The US sees China as an adversary seeking to usurp its position as top nation. President Barack Obama may talk of a “pivot to Asia”, but America tends to see the China relationship as a zero-sum game, in which one side’s gain is the other’s loss. Any appeasement or concession to Beijing, it is argued, will only prompt China to seek more. Throw in America’s post-war role as guarantor of the status quo in the western Pacific and its close alliance with the Philippines and other countries in the region concerned by Chinese expansionism, and the dispatch of a US warship into contested waters around the artificial islands China is building in the Spratlys makes perfect sense.
Pragmatic and mercantilist, Britain however has no illusions about its lesser place in the world, more than half a century after the end of empire.

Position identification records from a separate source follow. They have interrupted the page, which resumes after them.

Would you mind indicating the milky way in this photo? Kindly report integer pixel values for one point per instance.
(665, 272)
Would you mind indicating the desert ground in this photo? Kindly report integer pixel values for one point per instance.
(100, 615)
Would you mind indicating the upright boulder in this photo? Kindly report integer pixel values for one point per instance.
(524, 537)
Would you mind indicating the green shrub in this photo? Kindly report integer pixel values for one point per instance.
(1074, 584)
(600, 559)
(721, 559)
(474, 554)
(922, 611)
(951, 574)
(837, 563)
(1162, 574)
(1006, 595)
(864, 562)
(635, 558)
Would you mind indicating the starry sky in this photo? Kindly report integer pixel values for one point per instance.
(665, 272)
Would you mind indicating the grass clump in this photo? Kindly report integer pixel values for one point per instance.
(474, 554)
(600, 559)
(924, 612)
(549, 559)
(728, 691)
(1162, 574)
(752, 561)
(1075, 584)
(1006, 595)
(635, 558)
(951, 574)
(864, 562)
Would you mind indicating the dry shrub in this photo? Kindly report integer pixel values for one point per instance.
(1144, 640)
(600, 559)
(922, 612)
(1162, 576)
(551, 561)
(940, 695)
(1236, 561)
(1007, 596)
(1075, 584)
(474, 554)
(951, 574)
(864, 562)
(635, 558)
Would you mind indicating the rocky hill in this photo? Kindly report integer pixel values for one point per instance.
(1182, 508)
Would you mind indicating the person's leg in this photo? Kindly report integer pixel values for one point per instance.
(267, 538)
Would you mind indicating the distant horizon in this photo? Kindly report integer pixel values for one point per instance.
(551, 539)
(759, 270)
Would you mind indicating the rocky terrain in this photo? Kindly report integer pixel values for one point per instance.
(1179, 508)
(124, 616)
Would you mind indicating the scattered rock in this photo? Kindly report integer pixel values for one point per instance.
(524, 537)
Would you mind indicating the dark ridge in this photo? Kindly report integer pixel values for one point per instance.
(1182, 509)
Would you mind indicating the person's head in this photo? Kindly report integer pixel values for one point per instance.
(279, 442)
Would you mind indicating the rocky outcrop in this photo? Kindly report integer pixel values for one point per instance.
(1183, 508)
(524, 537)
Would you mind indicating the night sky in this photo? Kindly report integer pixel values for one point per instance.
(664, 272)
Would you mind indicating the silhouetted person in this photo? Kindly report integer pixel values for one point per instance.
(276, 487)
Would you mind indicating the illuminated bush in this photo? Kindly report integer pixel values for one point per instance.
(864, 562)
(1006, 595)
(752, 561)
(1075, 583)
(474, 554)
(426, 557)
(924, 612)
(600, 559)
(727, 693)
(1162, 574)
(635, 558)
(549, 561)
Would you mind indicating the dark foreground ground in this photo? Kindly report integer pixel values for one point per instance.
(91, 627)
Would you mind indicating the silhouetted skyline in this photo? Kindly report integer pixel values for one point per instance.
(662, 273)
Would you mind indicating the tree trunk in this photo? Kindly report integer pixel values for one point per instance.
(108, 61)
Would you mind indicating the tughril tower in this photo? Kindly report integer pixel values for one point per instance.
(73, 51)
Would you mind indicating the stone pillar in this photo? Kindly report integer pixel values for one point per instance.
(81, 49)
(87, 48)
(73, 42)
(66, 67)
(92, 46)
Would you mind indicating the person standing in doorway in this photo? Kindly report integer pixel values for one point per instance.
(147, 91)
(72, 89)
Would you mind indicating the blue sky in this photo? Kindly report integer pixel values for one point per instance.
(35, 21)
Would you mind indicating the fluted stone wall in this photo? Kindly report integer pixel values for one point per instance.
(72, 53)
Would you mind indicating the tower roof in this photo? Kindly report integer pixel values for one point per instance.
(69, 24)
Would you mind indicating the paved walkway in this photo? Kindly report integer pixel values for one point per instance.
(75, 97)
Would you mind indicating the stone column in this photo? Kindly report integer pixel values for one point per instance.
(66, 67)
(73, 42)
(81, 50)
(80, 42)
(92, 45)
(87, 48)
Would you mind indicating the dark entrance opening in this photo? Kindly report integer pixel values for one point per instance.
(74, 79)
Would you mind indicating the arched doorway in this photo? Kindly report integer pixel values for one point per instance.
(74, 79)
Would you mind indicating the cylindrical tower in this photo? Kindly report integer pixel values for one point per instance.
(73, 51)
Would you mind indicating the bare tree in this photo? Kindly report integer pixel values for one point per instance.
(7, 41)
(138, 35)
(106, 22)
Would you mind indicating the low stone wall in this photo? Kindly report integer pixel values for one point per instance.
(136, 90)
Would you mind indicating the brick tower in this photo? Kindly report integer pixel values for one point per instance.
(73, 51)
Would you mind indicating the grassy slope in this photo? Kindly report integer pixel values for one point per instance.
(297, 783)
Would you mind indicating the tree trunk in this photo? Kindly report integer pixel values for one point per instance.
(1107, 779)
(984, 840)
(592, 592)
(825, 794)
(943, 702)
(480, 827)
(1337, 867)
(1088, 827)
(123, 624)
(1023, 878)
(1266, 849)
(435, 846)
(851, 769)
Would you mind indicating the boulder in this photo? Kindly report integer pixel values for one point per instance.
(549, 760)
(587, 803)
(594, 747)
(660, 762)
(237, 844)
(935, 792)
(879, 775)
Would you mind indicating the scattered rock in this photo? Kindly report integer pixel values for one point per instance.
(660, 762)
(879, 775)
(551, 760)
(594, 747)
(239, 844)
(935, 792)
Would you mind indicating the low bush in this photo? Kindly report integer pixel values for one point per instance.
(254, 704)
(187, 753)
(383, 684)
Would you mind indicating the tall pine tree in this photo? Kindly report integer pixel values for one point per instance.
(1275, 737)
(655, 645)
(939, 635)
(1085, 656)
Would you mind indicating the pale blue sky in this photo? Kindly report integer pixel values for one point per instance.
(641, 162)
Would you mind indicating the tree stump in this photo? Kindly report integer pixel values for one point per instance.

Today boosting our economy is the paramount concern – especially when Europe’s is faltering – and when the very issue of continuing UK membership of the EU is on the table. In pursuing a “golden friendship” with Beijing, David Cameron’s Government has made a hard-headed calculation of the national interest.
In this context, emphasis on lavish trade deals with China, still the world’s most dynamic economy, also makes perfect sense. Why should Britain care about distant goings-on in the South China Sea, so long as its sea lanes, a vital artery of trade, remain open and business is as usual?
Only time will prove whether Mr Cameron’s calculation of the national interest is right. But its moral implications are already highly questionable, and will set Britain at further odds with the US. President Xi is shaping up to be the most repressive Chinese ruler since Mao Zedong, yet human rights did not feature in London. The pragmatic British maintain that patient work behind the scenes will achieve more than any public scolding – so why ruffle feathers unnecessarily?
But that approach is as disingenuous as the argument that China has an unassailable historical right to suzerainty in the South China Sea. The merest glance at a map reveals its actions for what they are: a “sea-grab” based on the doctrine of might makes right, at the expense of weaker neighbours with far sounder geographical claims. To ignore this may be convenient. It is also wrong.